In this Oct. 18, 2017 photo, the website is seen on a computer screen in Washington. (Alex Brandon / Associated Press)
In this Oct. 18, 2017 photo, the website is seen on a computer screen in Washington. (Alex Brandon / Associated Press)
By Ricardo Alonso-Zaldivar Associated Press

WASHINGTON (AP) – Sign-ups for the Affordable Care Act’s subsidized health insurance are still rising, the government said Wednesday. But with just over a week to go in an enrollment season cut in half, experts say the final tally is likely to fall short of last year’s total.

About 3.6 million people signed up through Dec. 2 in states served by the federal website, according to the Centers for Medicare and Medicaid Services. That’s more than 20 percent higher than the comparable period last year.

However, this year’s open enrollment ends on Dec. 15, and last time around it continued through Jan. 31.

Barring an unusually strong final surge, experts say it’s unlikely that enrollment for 2018 will match the 12.2 million initial sign-ups for this year.

It’s been a tumultuous year for the health care program passed under former President Barack Obama, which has been credited for expanding coverage and driving the nation’s uninsured rate to a historic low of about 9 percent. President Donald Trump and the Republican-led Congress set out to repeal “Obamacare,” but repeated attempts have ended in failure.

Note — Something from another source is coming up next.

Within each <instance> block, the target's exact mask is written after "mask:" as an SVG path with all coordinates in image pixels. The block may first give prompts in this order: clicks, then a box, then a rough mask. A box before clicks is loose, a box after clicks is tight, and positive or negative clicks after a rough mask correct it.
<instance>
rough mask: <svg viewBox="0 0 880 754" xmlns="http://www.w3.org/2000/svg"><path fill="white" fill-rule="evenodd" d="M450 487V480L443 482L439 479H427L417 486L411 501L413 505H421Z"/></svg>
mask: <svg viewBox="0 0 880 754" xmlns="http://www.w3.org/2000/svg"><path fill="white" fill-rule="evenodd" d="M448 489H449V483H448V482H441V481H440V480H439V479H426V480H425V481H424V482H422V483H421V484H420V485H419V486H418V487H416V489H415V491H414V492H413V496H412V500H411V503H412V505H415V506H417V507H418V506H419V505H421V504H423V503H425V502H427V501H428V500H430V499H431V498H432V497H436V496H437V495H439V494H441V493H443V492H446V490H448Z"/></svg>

The Trump administration cut the enrollment season in half, saying that would bring the ACA in line with other health insurance programs. At the same time, the administration slashed the advertising budget for 2018 from $100 million to $10 million.

Disappointing sign-ups will set off another round of the political blame game over health care, with Democrats accusing the administration of “sabotage” and Republicans saying it’s the fault of “Obamacare.” Trump himself says the program is “imploding.”

“It’s almost certain enrollment will end lower, and potentially much lower,” said Caroline Pearson of the health care consulting firm Avalere Health, which tracks the ACA’s insurance markets. “The problem is … the healthiest people are the ones who don’t sign up when enrollment drops.”

That feeds a vicious cycle of rising premiums, lower enrollment, and dwindling insurer participation.

The latest numbers are for the 39 states served by the federal health insurance website. States running their own health care markets have later deadlines. That could boost the final numbers, which aren’t likely to be available for weeks.

Another wild card that could raise the final count will be the number of people automatically re-enrolled in the plan they had for this year.

Former Obama administration official Lori Lodes said she thinks if sign-up season hadn’t been cut short, the ACA would have surprised naysayers with a strong performance.

“The demand is just so big this year but there’s little time left,” Lodes said.